Chapitre 21 Je peux marcher seul
Jonathan a jeté un coup d'œil, on ne voyait rien sur son visage. Puis il a dit froidement, 'Non.'
Le tonnerre dehors était tellement fort que ça a fait trébucher Yolande. Des larmes ont coulé sur ses joues, elle sanglotait, puis elle a demandé encore, 'Même pas une fois ?'
'Léo, emmène-la.'
Jonathan n'avait même pas la patience de lui répondre. Il était désespéré de la faire partir, comme si on envoyait un mendiant ou quelque chose qu'il ne voulait plus.
Son impatience se voyait entre ses sourcils, apparemment.
'Mademoiselle Morgan......'
'Arrêtez !' Les yeux de Yolande sont devenus rouges, mais elle n'a pas pleuré, relevant la tête courageusement, laissant sa dernière estime de soi, disant, 'Je peux marcher toute seule !'
Ensuite, elle s'est retournée et a quitté la maison où elle avait vécu pendant cinq ans.
Ces choses qu'elle pensait être les siennes sont soudainement devenues un rêve.
Il pleuvait à torrents dehors. Yolande est sortie de la villa et a été trempée immédiatement, comme un fantôme. Dans cette nuit froide et sombre, le vent froid soufflait sans pitié, mais elle ne sentait rien.
Elle ne sentait pas le froid, peut-être qu'elle avait trop froid pour sentir le froid.
Elle n'a pas regardé en arrière, se forçant à avancer, même si son ventre était en terrible douleur, même si ses yeux ne voyaient pas clairement......
À la porte de la villa, Jonathan regardait silencieusement la femme partir. Il savait à quel point elle était douce et faible tout ce temps.
Mais aucune émotion ne se voyait sur son visage. Il était indifférent et sans cœur, comme un monstre sans sentiments.

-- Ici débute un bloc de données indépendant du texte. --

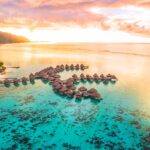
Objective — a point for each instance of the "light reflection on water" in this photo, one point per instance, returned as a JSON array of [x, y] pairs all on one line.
[[129, 98]]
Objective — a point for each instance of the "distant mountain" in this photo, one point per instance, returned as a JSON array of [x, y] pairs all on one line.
[[11, 38]]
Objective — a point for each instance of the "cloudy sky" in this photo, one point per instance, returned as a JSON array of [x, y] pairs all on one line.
[[77, 20]]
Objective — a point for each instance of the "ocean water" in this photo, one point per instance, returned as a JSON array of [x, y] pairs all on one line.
[[32, 116]]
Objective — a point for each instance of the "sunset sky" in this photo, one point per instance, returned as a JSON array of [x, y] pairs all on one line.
[[77, 20]]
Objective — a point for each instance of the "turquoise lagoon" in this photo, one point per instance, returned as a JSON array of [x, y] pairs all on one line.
[[32, 116]]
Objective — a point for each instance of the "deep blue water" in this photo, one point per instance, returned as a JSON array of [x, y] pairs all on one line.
[[32, 116]]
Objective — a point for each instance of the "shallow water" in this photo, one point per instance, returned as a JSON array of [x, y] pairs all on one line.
[[32, 116]]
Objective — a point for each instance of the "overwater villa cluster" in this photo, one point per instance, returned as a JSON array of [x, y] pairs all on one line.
[[67, 87]]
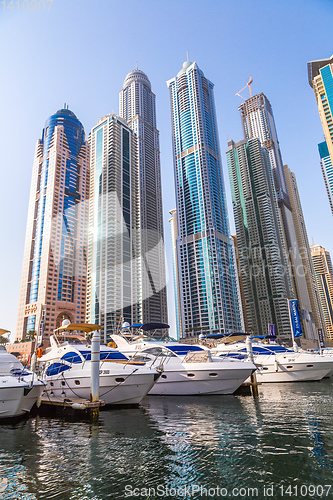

Léo avait peur de parler, mais il l'a fait timidement, 'Président Field, devrais-je emmener Mademoiselle Morgan à l'aéroport......'
'Laissez-la faire.' Jonathan a dit froidement et est retourné au salon.
Dans la chambre au deuxième étage, Jonathan fixait la pluie dehors depuis une heure. Dans le noir, on aurait dit que personne ne savait à quoi il pensait.